On Friday, Sept. 18, at the Preservation North Carolina annual meeting in Salisbury, Senior Planner Michelle Michael will be presented a $10,000 Stedman Incentive Grant for the stabilization and restoration of the Ailey Young House.
Restoring the town-owned house near the Wake Forest Cemetery has been the goal – and dream – of members of the Historic Preservation Commission where Michael is the staff liaison since the house was discovered in 2008.
Last fall, at Michael’s request, the HPC committed $10,000 from the biennial Christmas Historic Home Tour, and local builder and restoration specialist David St. John was the low bidder for the first step in the preservation plan Michael drafted soon after she was hired by the town in May 2014. St. John had already patched the roof, which had been covered by a blue tarp. He has just completed the initial work – marrying joists under the first-floor floor, laying down some plywood for safe walking on the floor, and cleaning out the debris from a fire, maybe fires, in the 1970s.
“We will continue to work our way up,” Michael said. There is still some money left from the HPC’s $10,000 and now they have another $10,000. “I hope we’ll be able to continue the stabilization.” That includes building supports for the walls and ceiling in the first floor, then going up to repeat the process on the second floor and attic. The final step will be repair of the roof.
However, Michael said she does not think the money will be enough to renovate the building. She is going to prepare a list of what can be repaired and what can be replaced.
Once the building is stabilized and the state Historic Preservation Office is comfortable with the stabilization, she said, “we can continue with the nomination” to the National Register of Historic Places. The house is already on the HPO’s study list.
About the grant, Michael said, “I got lucky.” Later, “We can’t ignore its (the house’s) significance in terms of the Young family, the history of the town of Wake Forest and its architectural history. For the history of the house and the Young family, particularly Allen Young, who founded and operated the Wake Forest Normal and Industrial School for Negroes, the most successful and long lasting educational institution in Wake County during segregation.
As the town’s website says, “It is most certainly a rare example of Reconstruction-Era post-Civil War house for the African American working class. According to local restoration carpenter Patrick Shell, ‘There’s just nothing like this left. The fancier houses tend to survive, but something like this, the housing for regular folks, especially African Americans, is extremely rare!”

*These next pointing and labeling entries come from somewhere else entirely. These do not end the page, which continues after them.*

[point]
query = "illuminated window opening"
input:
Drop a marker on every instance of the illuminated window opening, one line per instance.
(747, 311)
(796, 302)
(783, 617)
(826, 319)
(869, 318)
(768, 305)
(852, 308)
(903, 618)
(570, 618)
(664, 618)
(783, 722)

The house was rediscovered in 2008, though older people in the East End remembered the house and town water and sewer workers knew about it because of the sewer easement and driveway nearby. The town hired Ruth Little, a consultant and architectural historian with Longleaf Historic Resources in Raleigh, to search for historic buildings that had been overlooked. Little was familiar with the town because a few years before she had worked to identify and establish the Wake Forest Historical District covering much of the original town. Hearing about a house hidden near the cemetery, she and an intern plunged into the jungle-like growth between the town cemetery and Spring Street and found the house, which had been purchased by the town unknowingly when it bought land for the expansion of the cemetery.